Sollte sich der geneigte Leser von den texanischen Verhältnissen angezogen fühlen, hier ein kleiner Einführungskurs über Land und Leute:
Sprache und Verständigung
Texanisch ist prinzipiell eine Form der amerikanischen Sprache. Aber eben nur prinzipiell. So heißt das zentrale Wort des Texanischen“ Y’all“, abgekürzt für „You“ und „all“. Es wird grundsätzlich als Anrede gebraucht. Auch wenn man sich nur an eine Person wendet: Texaner sind mit großen Herden aufgewachsen und können nicht im Singular denken. Es ist also keine große Umstellung erforderlich, wenn man aus Deutschland kommt.
Sollten Sie in einer Bar oder sonstwo einen Cowboy treffen, sprechen Sie ihn nicht an. Das Verhalten eines Cowboys ist voll auf das Überleben in einer feindlichen Umwelt geeicht. Dazu gehört das Vermeiden überflüssiger Anstrengungen. Folglich unterlässt er es möglichst, den Mund aufzumachen. Der Fremde sollte es nicht persönlich nehmen und warten, bis er angesprochen wird. Cowboys sind neugierig, aber sie brauchen eine Weile.

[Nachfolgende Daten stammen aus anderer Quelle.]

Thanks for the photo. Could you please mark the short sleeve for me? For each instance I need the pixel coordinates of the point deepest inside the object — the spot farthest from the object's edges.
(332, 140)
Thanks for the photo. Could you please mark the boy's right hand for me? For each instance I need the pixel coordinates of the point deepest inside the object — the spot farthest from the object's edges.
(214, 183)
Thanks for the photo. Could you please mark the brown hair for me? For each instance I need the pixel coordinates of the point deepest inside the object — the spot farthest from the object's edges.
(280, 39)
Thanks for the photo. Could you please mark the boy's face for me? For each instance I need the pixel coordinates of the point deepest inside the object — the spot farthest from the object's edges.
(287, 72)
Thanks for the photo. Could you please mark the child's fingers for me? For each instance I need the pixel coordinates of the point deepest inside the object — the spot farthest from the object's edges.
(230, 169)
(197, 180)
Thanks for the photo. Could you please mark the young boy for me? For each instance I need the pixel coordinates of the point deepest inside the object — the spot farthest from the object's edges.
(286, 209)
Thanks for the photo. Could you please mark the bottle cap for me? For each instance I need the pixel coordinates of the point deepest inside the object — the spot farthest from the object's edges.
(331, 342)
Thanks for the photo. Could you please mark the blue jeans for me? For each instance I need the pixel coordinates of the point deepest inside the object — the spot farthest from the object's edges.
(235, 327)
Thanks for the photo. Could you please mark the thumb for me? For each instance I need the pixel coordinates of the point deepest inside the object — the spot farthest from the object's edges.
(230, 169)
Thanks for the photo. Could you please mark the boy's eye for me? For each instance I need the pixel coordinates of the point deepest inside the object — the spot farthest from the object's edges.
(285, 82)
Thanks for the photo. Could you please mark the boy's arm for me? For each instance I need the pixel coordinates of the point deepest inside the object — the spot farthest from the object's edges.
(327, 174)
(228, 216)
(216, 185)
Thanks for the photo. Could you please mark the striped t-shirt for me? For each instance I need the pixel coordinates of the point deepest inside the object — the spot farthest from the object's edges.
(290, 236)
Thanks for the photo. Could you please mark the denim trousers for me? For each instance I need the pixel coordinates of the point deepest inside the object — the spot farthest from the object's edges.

Zeigen sie sich dann interessiert, aber bescheiden. Sollten Sie beispielsweise eine Privatbank besitzen, behalten sie es für sich. Das bedeutet für einen Cowboy so viel wie der Besitz eines AEG-Vollwaschautomaten. Sollten Sie ein Problem mit Donald Trump haben, behalten Sie es ebenfalls für sich. Vermeiden sie auch die Frage nach einem veganen Menü und verzichten Sie auf eine gendergerechte Ansprache Ihres Gegenübers. Es gibt nämlich auch weibliche Cowboys. Texas ist dann für Sie ein Hochrisikogebiet, für das ich hiermit eine dringende Reisewarnung ausspreche.
Kleiner Modeberater
Bei Farbe und Material der Stiefel ist eigentlich alles erlaubt, außer Leder, das von artgeschützten Tieren stammt. Känguru- und Straußenhäute, Schlangen- und Krokodilleder fallen nicht darunter, die gibt’s im Überfluss. Cowboys tragen bei der Arbeit aber Rindsleder, das ist strapazierfähiger. Ein anständiger Hut kostet ein paar hundert Dollar, alles andere ist peinlich. Besonders überzeugend ist es, seinen verdreckten Hut bei Finchers mit einem Dampfgerät reinigen und neu in Form bringen zu lassen. Getreu der konservativen Weltsicht: „Ein neuer Hut sieht immer gut aus, aber der alte kennt die Größe von deinem Kopf“. Wenn Sie keinen Hut mögen, setzen sie einfach eine Kappe eines Saatgutherstellers auf. Monsanto kommt immer gut.